We can only pass one request for 1 second.

If we request two or more times in 1 second, a current limit prompt will be generated.

Gateway cross-domain settings

Import org.springframework.context.annotation.Bean;import org.springframework.context.annotation.Configuration;import org.springframework.web.cors.CorsConfiguration;import org.springframework.web.cors.reactive.CorsWebFilter;import org.springframework.web.cors.reactive.UrlBasedCorsConfigurationSource;import org.springframework.web.util.pattern.PathPatternParser;/** * Cross-domain configuration * / @ Configurationpublic class CrossDomainConfig {@ Bean public CorsWebFilter corsFilter () {CorsConfiguration config = new CorsConfiguration (); config.addAllowedMethod ("*") Config.addAllowedOrigin ("*"); config.addAllowedHeader ("*"); UrlBasedCorsConfigurationSource source = new UrlBasedCorsConfigurationSource (new PathPatternParser ()); source.registerCorsConfiguration ("/ *", config); return new CorsWebFilter (source);}}

Or profile configuration

Spring: application: name: gateway cloud: nacos: discovery: server-addr: xxx.xxx.xxx.xxx:8848gateway: discovery: locator: true # Cross-domain globalcors: corsConfigurations:'[/ *]': allowedHeaders: "*" allowedOrigins: "*" allowedMethods: -is it helpful for GET POST DELETE PUT OPTION to read the above content? If you want to know more about the relevant knowledge or read more related articles, please follow the industry information channel, thank you for your support.

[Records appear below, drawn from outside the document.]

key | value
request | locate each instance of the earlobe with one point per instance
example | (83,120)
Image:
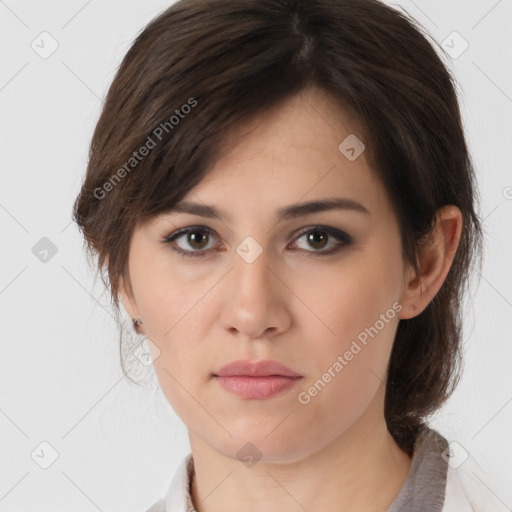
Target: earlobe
(127,301)
(436,257)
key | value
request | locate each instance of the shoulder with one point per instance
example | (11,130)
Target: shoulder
(466,492)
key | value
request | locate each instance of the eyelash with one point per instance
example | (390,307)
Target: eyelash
(344,238)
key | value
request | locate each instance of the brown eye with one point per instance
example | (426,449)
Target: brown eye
(318,239)
(193,241)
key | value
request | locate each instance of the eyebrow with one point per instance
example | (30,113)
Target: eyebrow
(286,213)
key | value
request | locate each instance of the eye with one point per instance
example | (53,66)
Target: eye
(194,240)
(318,236)
(195,237)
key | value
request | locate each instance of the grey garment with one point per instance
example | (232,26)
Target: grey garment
(423,489)
(425,485)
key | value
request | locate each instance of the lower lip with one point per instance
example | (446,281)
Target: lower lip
(256,387)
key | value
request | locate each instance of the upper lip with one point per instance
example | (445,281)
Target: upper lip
(255,369)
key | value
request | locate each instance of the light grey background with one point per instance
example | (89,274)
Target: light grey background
(60,380)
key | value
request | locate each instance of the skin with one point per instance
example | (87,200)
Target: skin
(335,452)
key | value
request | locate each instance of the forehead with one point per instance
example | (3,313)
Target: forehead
(294,152)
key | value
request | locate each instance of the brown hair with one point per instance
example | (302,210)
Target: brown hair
(202,67)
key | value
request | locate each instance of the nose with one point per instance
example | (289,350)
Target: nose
(255,298)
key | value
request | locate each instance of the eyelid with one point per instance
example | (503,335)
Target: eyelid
(344,240)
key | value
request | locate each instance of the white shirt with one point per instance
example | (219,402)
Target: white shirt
(432,484)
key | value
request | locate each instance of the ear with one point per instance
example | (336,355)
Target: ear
(436,257)
(126,296)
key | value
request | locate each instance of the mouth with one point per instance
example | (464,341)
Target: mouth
(256,380)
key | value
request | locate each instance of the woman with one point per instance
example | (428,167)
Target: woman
(282,198)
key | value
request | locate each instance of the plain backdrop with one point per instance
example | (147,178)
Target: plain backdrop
(117,445)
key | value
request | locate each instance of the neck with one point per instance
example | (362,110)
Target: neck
(362,469)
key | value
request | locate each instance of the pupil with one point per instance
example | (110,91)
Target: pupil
(314,239)
(196,239)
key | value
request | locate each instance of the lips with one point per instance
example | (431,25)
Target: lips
(256,369)
(256,380)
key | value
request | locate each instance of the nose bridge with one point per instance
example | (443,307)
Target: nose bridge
(251,306)
(252,262)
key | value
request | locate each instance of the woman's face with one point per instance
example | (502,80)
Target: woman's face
(319,292)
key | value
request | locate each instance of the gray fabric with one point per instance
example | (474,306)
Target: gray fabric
(425,485)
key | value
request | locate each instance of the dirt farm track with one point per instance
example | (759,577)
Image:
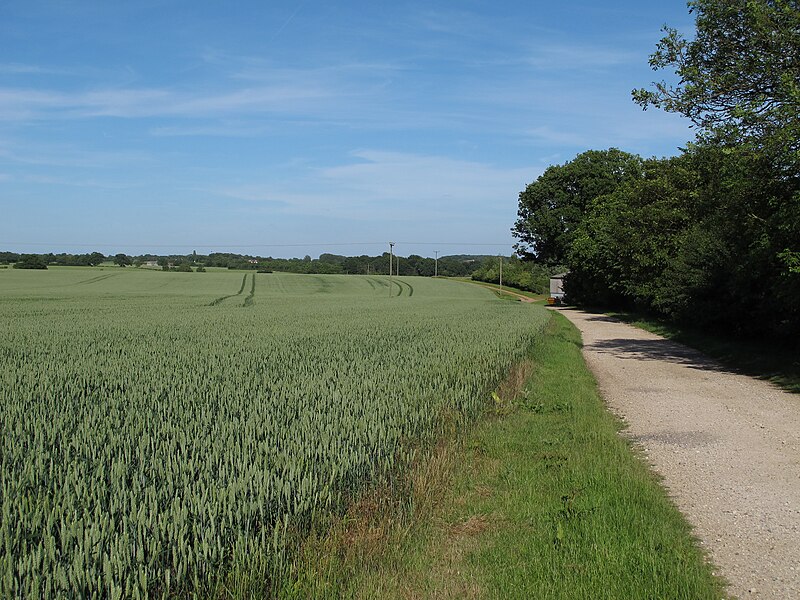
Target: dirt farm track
(727,446)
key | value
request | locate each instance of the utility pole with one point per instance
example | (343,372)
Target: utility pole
(391,252)
(501,274)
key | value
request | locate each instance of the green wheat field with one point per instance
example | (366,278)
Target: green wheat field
(160,430)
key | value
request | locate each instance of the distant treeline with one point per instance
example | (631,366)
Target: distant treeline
(461,265)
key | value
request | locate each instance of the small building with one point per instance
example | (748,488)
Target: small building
(556,289)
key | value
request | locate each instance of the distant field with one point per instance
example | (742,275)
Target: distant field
(162,431)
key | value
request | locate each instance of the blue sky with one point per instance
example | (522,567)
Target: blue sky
(295,127)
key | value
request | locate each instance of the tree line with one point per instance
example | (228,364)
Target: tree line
(415,265)
(711,237)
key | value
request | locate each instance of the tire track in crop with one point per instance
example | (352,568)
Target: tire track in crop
(249,300)
(223,298)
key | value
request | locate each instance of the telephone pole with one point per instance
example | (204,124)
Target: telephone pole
(501,274)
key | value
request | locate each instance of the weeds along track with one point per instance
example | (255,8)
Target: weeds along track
(239,293)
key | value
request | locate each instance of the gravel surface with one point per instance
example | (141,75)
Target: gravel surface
(727,446)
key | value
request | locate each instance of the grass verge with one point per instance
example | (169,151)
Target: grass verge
(544,500)
(776,363)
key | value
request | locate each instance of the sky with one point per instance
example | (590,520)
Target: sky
(292,127)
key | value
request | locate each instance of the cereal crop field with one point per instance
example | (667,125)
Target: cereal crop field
(163,430)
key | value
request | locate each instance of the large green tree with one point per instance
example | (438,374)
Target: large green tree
(630,237)
(739,78)
(739,82)
(552,207)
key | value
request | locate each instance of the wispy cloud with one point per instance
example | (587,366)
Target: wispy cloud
(559,56)
(380,184)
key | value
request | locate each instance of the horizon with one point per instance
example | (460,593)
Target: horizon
(300,125)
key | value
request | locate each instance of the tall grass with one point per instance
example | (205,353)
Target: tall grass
(549,501)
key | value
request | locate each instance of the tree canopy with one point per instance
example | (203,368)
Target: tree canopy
(551,207)
(710,238)
(740,75)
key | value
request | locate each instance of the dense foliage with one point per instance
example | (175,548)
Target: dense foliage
(711,237)
(446,266)
(163,434)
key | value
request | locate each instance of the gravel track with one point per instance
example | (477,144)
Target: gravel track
(727,446)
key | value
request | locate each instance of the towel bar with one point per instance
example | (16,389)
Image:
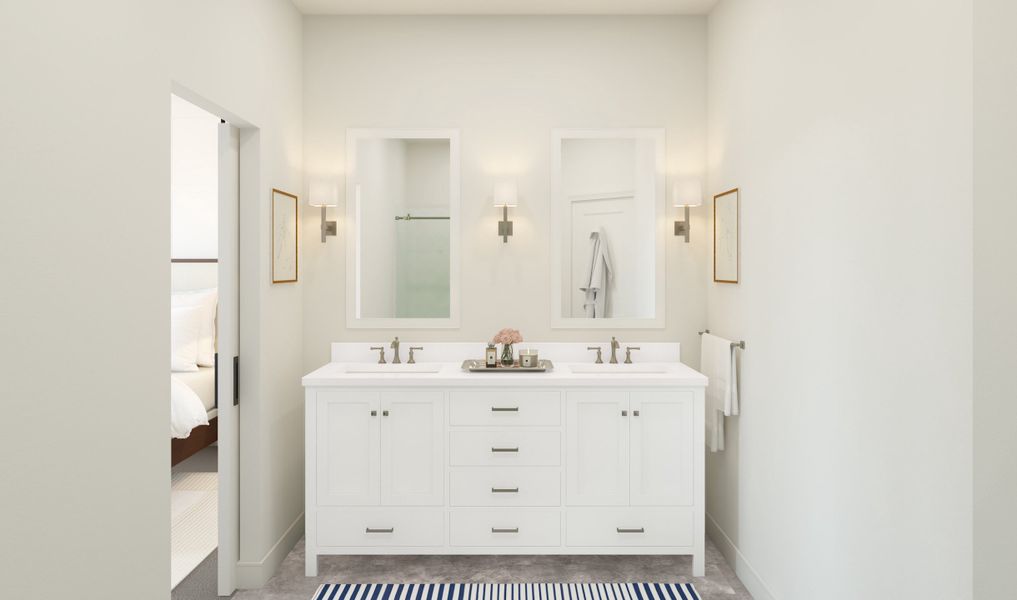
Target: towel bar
(740,344)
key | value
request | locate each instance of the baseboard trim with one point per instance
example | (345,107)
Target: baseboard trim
(251,575)
(751,579)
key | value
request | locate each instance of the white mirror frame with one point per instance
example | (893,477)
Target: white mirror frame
(559,223)
(351,230)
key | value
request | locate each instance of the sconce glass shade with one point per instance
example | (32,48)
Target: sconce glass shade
(505,194)
(322,193)
(688,192)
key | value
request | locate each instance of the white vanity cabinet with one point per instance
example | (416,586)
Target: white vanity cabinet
(454,464)
(378,447)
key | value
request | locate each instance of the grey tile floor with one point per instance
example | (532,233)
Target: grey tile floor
(720,582)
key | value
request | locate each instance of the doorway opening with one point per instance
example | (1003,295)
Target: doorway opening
(204,172)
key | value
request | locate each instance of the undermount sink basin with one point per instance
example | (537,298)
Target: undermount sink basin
(394,368)
(618,369)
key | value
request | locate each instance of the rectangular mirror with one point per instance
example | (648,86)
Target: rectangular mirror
(607,228)
(402,210)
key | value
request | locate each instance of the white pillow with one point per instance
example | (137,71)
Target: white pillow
(185,322)
(186,410)
(207,300)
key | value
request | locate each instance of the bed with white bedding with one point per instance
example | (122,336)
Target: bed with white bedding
(202,382)
(193,423)
(192,401)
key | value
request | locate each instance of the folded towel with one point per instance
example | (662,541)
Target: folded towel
(718,360)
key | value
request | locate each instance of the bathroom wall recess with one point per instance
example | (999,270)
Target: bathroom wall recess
(636,72)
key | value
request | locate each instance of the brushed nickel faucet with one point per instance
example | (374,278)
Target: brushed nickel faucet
(614,350)
(395,346)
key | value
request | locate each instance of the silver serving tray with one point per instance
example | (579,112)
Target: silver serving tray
(478,366)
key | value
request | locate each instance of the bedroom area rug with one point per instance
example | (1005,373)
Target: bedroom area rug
(194,521)
(505,592)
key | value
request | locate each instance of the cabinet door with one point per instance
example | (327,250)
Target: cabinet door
(661,447)
(412,448)
(597,447)
(348,466)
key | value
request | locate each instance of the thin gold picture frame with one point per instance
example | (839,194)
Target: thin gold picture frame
(276,193)
(737,235)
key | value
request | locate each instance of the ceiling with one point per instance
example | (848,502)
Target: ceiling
(479,7)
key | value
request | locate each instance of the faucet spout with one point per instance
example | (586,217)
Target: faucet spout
(395,346)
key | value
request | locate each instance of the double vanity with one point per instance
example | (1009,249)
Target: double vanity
(428,459)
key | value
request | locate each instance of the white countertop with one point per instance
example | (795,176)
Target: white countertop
(451,374)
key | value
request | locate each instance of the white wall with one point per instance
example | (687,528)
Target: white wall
(193,181)
(847,125)
(504,82)
(995,298)
(84,341)
(246,57)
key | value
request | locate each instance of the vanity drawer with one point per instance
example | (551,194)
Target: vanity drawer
(497,527)
(505,408)
(505,486)
(512,446)
(380,527)
(630,527)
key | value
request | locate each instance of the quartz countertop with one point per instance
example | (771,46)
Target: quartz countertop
(451,374)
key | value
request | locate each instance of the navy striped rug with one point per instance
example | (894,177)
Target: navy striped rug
(505,592)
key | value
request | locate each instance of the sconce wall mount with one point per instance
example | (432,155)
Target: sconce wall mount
(686,193)
(322,195)
(505,194)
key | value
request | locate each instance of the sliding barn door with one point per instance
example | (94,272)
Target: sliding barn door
(228,343)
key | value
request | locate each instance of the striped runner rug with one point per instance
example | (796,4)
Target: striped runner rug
(505,592)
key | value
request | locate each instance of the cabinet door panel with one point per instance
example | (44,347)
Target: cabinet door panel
(413,448)
(597,450)
(348,467)
(661,447)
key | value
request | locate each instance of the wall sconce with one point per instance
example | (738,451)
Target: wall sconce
(686,193)
(505,194)
(322,195)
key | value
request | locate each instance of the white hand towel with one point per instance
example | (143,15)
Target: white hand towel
(718,361)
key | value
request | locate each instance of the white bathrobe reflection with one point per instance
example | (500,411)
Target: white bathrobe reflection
(598,276)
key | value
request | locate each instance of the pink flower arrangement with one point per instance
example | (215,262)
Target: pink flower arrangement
(507,336)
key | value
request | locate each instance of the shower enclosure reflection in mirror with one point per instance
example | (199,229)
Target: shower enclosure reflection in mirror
(403,210)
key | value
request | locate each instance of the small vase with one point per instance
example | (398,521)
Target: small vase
(506,357)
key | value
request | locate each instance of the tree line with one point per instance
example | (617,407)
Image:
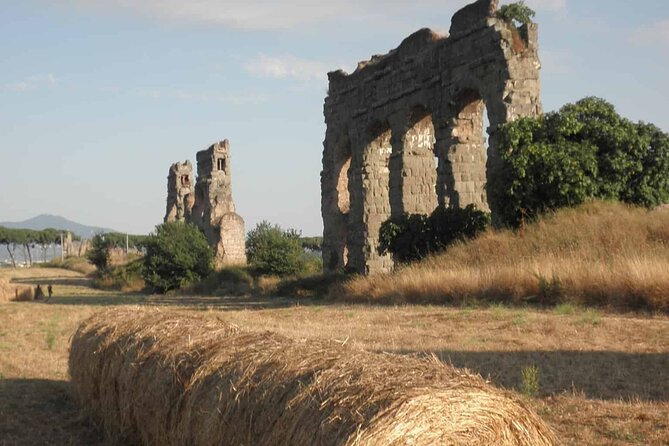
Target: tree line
(25,239)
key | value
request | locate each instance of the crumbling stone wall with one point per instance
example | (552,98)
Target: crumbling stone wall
(214,210)
(180,192)
(405,130)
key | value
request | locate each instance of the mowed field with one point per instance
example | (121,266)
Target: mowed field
(603,379)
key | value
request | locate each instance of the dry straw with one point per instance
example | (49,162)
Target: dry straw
(165,378)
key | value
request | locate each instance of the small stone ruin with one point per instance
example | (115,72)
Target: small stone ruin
(405,130)
(180,192)
(208,204)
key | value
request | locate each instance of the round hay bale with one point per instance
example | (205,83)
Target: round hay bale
(161,377)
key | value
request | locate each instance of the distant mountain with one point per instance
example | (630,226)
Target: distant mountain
(53,221)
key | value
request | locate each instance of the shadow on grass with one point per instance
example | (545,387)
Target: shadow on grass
(597,375)
(38,411)
(194,302)
(55,281)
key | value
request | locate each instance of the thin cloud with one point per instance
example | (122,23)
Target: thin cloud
(31,83)
(241,98)
(548,5)
(258,14)
(279,14)
(654,34)
(556,62)
(287,67)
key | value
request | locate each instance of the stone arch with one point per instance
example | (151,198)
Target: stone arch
(375,194)
(343,158)
(336,198)
(413,173)
(480,63)
(463,152)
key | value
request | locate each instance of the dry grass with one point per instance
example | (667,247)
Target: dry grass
(78,264)
(602,254)
(602,377)
(173,379)
(16,292)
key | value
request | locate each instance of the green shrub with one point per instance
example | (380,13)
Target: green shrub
(585,150)
(231,281)
(414,236)
(177,255)
(99,252)
(529,380)
(518,12)
(273,250)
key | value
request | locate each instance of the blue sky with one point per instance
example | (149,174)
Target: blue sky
(99,97)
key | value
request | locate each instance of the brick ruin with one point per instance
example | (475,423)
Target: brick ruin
(208,204)
(405,129)
(180,192)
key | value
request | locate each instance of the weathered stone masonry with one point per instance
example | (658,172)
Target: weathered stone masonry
(404,131)
(213,210)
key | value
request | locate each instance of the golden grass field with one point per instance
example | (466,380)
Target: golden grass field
(603,379)
(599,254)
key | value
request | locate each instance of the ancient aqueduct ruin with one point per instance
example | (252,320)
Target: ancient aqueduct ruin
(404,134)
(208,202)
(405,130)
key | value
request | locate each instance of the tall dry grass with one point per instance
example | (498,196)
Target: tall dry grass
(14,292)
(601,253)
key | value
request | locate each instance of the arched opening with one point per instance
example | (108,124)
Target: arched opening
(343,204)
(468,152)
(419,173)
(376,196)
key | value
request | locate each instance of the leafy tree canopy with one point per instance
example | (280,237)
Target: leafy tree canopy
(584,150)
(176,255)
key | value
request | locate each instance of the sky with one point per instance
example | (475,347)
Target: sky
(99,97)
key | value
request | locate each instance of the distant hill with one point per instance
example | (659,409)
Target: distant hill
(53,221)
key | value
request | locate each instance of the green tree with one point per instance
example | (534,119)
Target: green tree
(273,250)
(414,236)
(518,12)
(177,255)
(99,254)
(585,150)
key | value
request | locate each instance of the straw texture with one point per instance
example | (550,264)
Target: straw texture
(165,378)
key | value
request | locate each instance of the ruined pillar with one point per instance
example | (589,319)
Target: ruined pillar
(413,171)
(214,210)
(180,192)
(443,84)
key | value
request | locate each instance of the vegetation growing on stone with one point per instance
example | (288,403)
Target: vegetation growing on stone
(414,236)
(272,250)
(99,254)
(178,254)
(584,150)
(517,11)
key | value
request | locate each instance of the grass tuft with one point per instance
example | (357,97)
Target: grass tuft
(601,254)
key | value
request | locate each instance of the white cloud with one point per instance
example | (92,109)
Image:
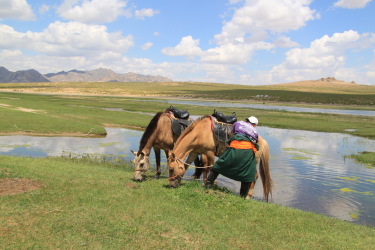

Welcome to subscribe "Shulou Technology Information " to get latest news, interesting things and hot topics in the IT industry, and controls the hottest and latest Internet news, technology news and IT industry trends.

*The comments in the above article only represent the author's personal views and do not represent the views and positions of this website. If you have more insights, please feel free to contribute and share.